アルビレックス新潟の奇跡:池田弘が語る人と組織の育て方(第3回)--日本人にはベンチャーのDNAがある
--そういうチャレンジ精神を持ったときの若者のパワーや可能性を、どのようにとらえていらっしゃいますか?
「こんなことで自分の人生が終わってたまるか」というぐらいの気持ちがないとダメですね。最近は若者が保守化していて、そういう思いを持つ人が少なくなってきたとも言われますが、底流にはちゃんといると思います。
やはり、人は誰もが「幸せになりたい」「いい人生を送りたい」という願望がある。しかし日本は戦後、それなりの経済大国になったことで安定志向になり、世の中があまりにも「安全に生きることが一番」「勉強をがんばれば幸せになれる」と言いすぎました。しかし今になって、勉強をがんばっても幸せになれないかもしれないというふうに、雲行きが怪しくなってきた。だから、今の社会は不安に満ちているのだと思います。
就職活動でも、大企業にばかりエントリーして、面接さえしてもらえずに落ちていく人たちがたくさんいますが、それは必ずしも本人が悪いわけではなくて、育てられ方がすでに安定志向になっているからですよ。

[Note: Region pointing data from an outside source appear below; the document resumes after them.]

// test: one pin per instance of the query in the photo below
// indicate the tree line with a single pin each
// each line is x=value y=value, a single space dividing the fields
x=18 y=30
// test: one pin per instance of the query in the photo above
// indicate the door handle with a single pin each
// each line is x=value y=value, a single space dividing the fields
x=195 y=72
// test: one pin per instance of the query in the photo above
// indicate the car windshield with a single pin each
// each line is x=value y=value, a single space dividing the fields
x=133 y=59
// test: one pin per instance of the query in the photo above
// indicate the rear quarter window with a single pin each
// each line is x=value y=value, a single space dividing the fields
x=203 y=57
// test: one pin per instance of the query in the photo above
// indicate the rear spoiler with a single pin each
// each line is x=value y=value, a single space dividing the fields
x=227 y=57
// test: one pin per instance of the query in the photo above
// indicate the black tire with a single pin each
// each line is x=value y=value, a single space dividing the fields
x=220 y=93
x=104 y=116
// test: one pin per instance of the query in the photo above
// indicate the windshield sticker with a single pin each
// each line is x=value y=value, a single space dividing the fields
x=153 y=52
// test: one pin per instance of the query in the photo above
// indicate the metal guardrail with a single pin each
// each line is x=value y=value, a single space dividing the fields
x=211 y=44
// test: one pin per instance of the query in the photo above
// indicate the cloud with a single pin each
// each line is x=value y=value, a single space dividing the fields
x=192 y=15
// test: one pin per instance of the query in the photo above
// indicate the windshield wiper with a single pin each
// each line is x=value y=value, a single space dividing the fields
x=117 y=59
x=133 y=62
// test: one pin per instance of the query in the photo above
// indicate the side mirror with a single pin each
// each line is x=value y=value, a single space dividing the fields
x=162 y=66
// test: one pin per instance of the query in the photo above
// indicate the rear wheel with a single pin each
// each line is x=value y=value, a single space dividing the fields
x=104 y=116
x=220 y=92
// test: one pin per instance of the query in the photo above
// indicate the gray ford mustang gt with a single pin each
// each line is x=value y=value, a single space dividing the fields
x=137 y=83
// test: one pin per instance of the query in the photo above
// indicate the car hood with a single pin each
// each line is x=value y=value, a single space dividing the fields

本当は、チャレンジすることや自分で自分の人生を切り開くということはとても素敵なことなのですが、それらが良しとされる社会にはなっていないんです。それよりは官庁や大企業に入ることが幸せだと思っていたわけですが、上の世代を見ると、どうもそうではなくなってきた。「なんかおかしいな」という感じだと思いますが、そんなことを考えているぐらいだったら「チャレンジしろよ」と言いたいですね。